Espéré depuis 2001, l’examen du projet de loi portant Code pénal en République du Bénin est effectif depuis ce lundi 28 mai à l’Assemblée nationale. Les députés se penchent sur le volumineux document qui tient compte des avancées notées sur le chantier des réponses au phénomène criminel contemporain. Le projet se veut le fruit d’un long processus d’actualisation et de finalisation du document introduit en 2001 par le gouvernement. Le rapport général sur le dossier a été adopté hier par les députés. Les travaux se poursuivent ce mardi avec les discussions particulières, c’est-à-dire l’examen proprement dit du volumineux texte.

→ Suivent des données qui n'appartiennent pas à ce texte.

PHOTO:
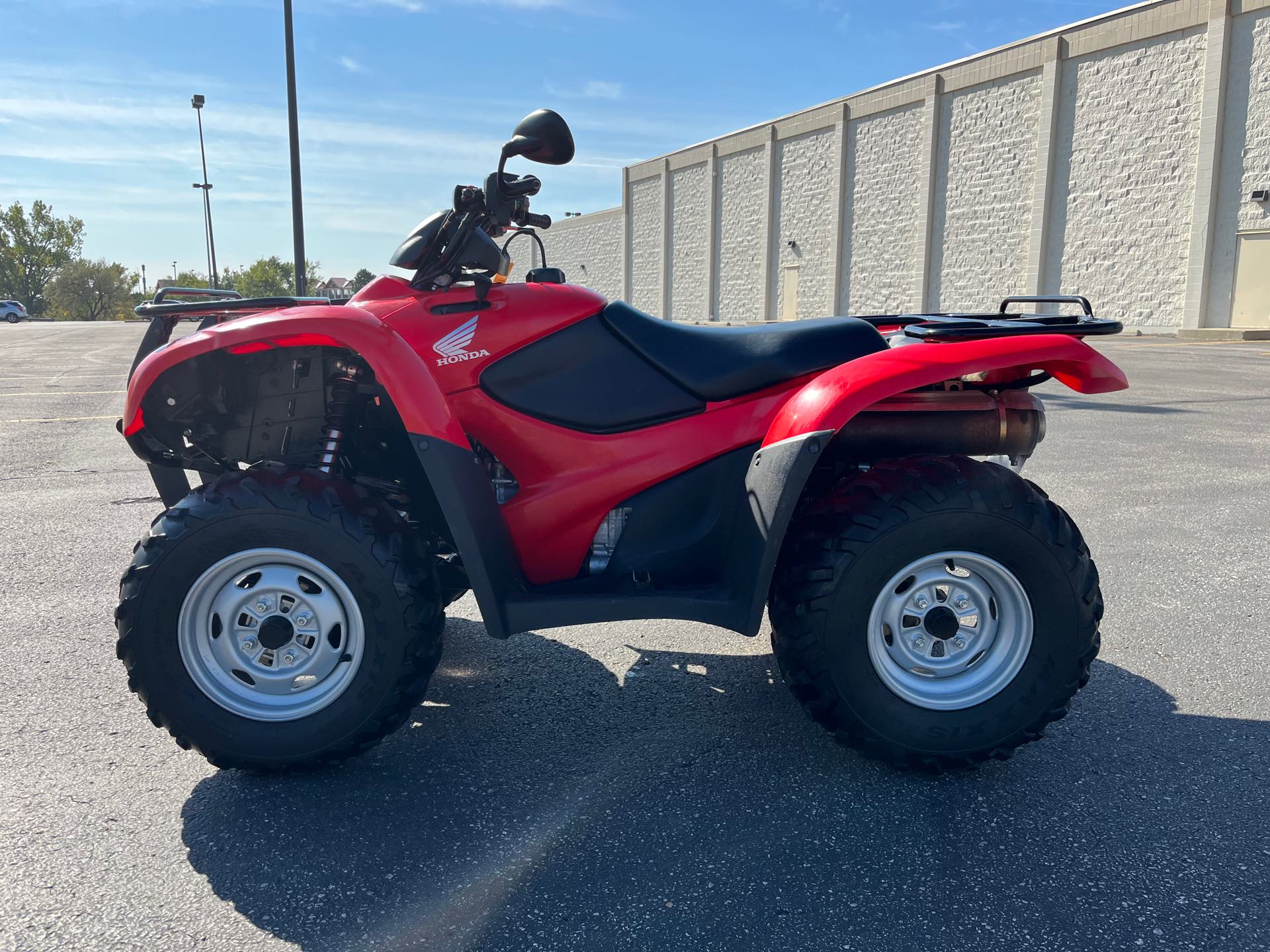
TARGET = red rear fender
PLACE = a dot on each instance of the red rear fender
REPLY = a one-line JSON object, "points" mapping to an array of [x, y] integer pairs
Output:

Le nouveau Code pénal est composé de 1007 articles répartis en trois livres. Le premier livre subdivisé en trois titres porte sur les dispositions générales. Il traite des généralités relatives à la loi pénale, de la responsabilité pénale et des peines. En ce qui concerne les généralités relatives à la loi pénale, les principes généraux de classification des infractions sont définis en même temps que le principe de la légalité des délits et des peines et la compétence des juridictions pénales. Il est également abordé les questions de l'application de la loi pénale dans le temps et dans l'espace, qui ne sont pas différentes des principes antérieurement connus et des règles quasi-universelles en la matière. En ce qui concerne la responsabilité pénale, celle des personnes morales est consacrée à l'exception de l'Etat, ce qui complète les dispositions du Code de procédure pénale sur la question. L'élément intentionnel comme élément constitutif des infractions est rappelé.
La peine de mort exclue
Les causes d'irresponsabilité ou d'atténuation de la responsabilité sont indiquées. Pour ce qui est des peines, elles ont exclu la peine de mort et retenu les différentes durées de réclusion pour les crimes, l'emprisonnement, le travail d'intérêt général, les privations de droits, les peines complémentaires, l'amende et le jour-amende.

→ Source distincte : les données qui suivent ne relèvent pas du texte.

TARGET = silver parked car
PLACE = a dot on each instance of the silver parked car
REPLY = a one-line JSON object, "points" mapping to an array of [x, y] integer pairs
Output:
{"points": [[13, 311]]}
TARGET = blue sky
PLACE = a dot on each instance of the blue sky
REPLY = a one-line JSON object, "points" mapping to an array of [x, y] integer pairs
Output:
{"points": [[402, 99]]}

Les peines prévues pour les personnes morales sont, quant à elles, l'amende, la dissolution, les interdictions diverses, temporaires ou définitives, la fermeture, la confiscation et l'affichage. Les peines applicables en matière de concours d'infractions et en matière de récidive sont également déterminées. Les causes d'aggravation des peines sont également décrites, de même que les circonstances de leur extinction et de l'effacement des condamnations. La prescription, la grâce, l'amnistie, la réhabilitation ont été également prises en compte dans le texte.
Le deuxième livre, pour sa part, traite des crimes, délits et leur répression. C'est dans ce livre que se trouve l'essentiel du Code, c'est-à-dire les incriminations et leurs sanctions, note la commission chargée des Lois qui a présenté le contenu du document à la plénière. Ce livre est relatif aux crimes et délits contre la chose publique et traite, en tout premier lieu, du terrorisme et de sa répression. Le terrorisme est défini de manière ample et les organisations terroristes sont caractérisées. Les peines proposées dans la loi vont de la réclusion criminelle à perpétuité pour les personnes physiques, l'amende pour les personnes morales ainsi que l'interdiction définitive de l'activité dans l'exercice ou à l'occasion de l'exercice de laquelle l'infraction a été commise. La tentative et la complicité ne sont pas ignorées, ainsi que l'apologie du terrorisme. Des exemptions ou réductions de peine sont cependant prévues pour les personnes ayant averti l'autorité, selon que les effets de cette dénonciation ont permis d'éviter les actes projetés ou de faire cesser les agissements ou encore de réduire leur ampleur.
Outre la répression du terrorisme, les crimes et délits classiques contre la sûreté de l'Etat sont également rappelés, leurs éléments constitutifs décrits et leurs sanctions fixées. Les crimes de trahison et d'espionnage, les crimes contre la sûreté intérieure de l'Etat et les atteintes à la défense nationale, les attentats, complots et autres infractions contre l'autorité de l'Etat et l'intégrité du territoire national, les atteintes à la sécurité des moyens de transports aériens, maritimes et terrestres et des plates-formes fixes sur le plateau continental, les infractions impliquant des matières et installations nucléaires, les crimes tendant à troubler l'Etat par le massacre ou la dévastation, les crimes commis par la participation à un mouvement insurrectionnel, les infractions contre les personnes internationalement protégées, les attroupements illégaux sont passés au peigne fin dans ce titre. Il en est de même des crimes commis par le chef de l'Etat et les membres du gouvernement et qui sont prévus par la Constitution, notamment la haute trahison, les atteintes à l'honneur et à la probité, l'outrage à l'Assemblée nationale. Dans ce même registre, sont classés les crimes et délits relatifs à l'exercice des droits civiques. Les atteintes à la liberté du fait des fonctionnaires ou des agents ou préposés du gouvernement et les détentions arbitraires, la coalition des agents de l'Etat, l'empiètement des autorités administratives et judiciaires s'y retrouvent également.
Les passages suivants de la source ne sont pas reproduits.